At the beginning of writing Dragon or Wizards, I made the decision I’m going to write these books for 8 to 12 year olds and their parents/carers; books that get kids reading, that will be funny, clever, visually packed adventure stories that get kids thinking; books that will be written for everyone, mass market. And those choices I make at the beginning affect everything about the way I write the story and how I present it.

I have to work very, very hard to make sure that the stories are worth the effort the child has to put in to access them. The illustrations are deliberately child-like and scrawly, and look like something the young reader could do them themselves, which is important to me because I want to get them writing as well as reading. They make the books seem kid-friendly, welcoming, and I break up the text with CAPITALS and changes of fonts, all within a nice reasonably short page extent, so as not to be too intimidating.

The plots are wildly unexpected, and they rattle along with a roller-coaster energy that is barely in control. This makes things exciting – the reader does not know what will happen next, and you have to make them feel that they might be in the hands of an author who is prepared to give the story a sad ending if necessary.

I write the books to be read aloud, and that is a key factor in getting a child to read for pleasure. Books read to you in your parents’ voice live with you all your life. Reading a book aloud is a shared joy, and sends an important message to the children being read to: books are important, books are powerful, magical things, that can make your dad cry, or your mum laugh, and have the sort of wisdom in them that can change your life.

And I never EVER dumb down. Children from all backgrounds are just as intelligent as they ever were. My job is to engage the questioning spirit of children, so these are the kind of questions I’m asking the kids in these little fantasy books about dragons and wizards: do we live in a world of determinism or free will? What is your relationship with your parent, your family, and what is your responsibility to your Tribe? How should we look after the environment, and wilderness, the natural world around us? What makes a good leader?  How can we prevent Wars from happening?

So we must fight harder, stronger. It’s a team effort.

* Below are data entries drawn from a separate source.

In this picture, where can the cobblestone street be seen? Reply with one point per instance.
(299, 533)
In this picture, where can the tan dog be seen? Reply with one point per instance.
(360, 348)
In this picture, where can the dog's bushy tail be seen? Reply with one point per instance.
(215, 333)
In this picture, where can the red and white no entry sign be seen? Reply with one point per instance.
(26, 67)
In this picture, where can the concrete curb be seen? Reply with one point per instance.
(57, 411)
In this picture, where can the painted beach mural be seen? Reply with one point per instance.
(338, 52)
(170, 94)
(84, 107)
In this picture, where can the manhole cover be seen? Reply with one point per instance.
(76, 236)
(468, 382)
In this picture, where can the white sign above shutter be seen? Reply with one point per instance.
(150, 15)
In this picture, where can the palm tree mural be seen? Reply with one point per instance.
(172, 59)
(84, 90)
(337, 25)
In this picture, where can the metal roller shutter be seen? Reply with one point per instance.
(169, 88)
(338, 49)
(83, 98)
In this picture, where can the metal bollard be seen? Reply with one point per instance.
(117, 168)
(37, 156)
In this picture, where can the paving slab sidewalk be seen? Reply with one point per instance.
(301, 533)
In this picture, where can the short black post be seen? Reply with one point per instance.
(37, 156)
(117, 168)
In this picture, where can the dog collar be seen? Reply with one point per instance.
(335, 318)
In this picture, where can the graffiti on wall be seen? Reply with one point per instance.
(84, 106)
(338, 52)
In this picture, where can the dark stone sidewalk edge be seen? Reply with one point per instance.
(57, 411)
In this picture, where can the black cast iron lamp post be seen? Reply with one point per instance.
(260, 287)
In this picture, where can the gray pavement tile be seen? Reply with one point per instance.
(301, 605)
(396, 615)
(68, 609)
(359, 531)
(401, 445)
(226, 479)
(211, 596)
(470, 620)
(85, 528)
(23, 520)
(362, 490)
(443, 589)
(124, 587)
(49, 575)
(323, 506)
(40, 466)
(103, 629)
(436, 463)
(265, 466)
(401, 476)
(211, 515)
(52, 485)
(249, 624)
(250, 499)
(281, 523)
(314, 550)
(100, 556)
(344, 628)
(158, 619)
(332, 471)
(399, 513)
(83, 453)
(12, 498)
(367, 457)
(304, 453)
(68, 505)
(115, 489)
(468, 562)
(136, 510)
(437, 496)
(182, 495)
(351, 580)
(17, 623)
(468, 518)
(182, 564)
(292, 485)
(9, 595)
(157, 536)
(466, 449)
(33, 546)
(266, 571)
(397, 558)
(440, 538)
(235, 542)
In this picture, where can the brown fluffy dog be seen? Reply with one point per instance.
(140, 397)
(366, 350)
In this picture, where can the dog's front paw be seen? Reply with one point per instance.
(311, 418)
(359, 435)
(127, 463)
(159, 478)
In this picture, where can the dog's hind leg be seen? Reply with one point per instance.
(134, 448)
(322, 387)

I’ve given you a taste of the sort of thinking that goes on in every modern children’s author’s head when they’re trying to write books for children to enjoy, and it is my belief that we have risen to the challenge posed to us by the competition of the screen, and children nowadays have a magnificent choice of books to read.

If we want every single child to become a reader for pleasure we need well-stocked libraries in every single primary school library in the country, where the books look modern and exciting and relevant to the children’s lives, like sweets, not Brussels sprouts. We need librarians in those schools, someone attached to each school who is an expert in getting children to read for pleasure, and getting the right book in the hands of the right child at the right time. We need to keep on conveying the message to parents that getting children to read is not something they can leave up to the school but is something in which they themselves have a vital and urgent role, by reading with their children right from birth and way beyond the age when they can read for themselves.

For the world faces so many problems we need, if anything, for the children of the future to be more intelligent than the children of the past. We need their questioning spirit and their imaginations, so that they can come up with creative solutions to those problems. And being readers for pleasure will help them to do that.

Cressida Cowell is the author-illustrator of the 8-million-copy-selling How to Train Your Dragon series. Her most recent book, The Wizards of Once, went straight to the top of the UK Children’s Chart when it published in September 2017. Cressida has been an Ambassador for the National Literacy Trust for over a decade.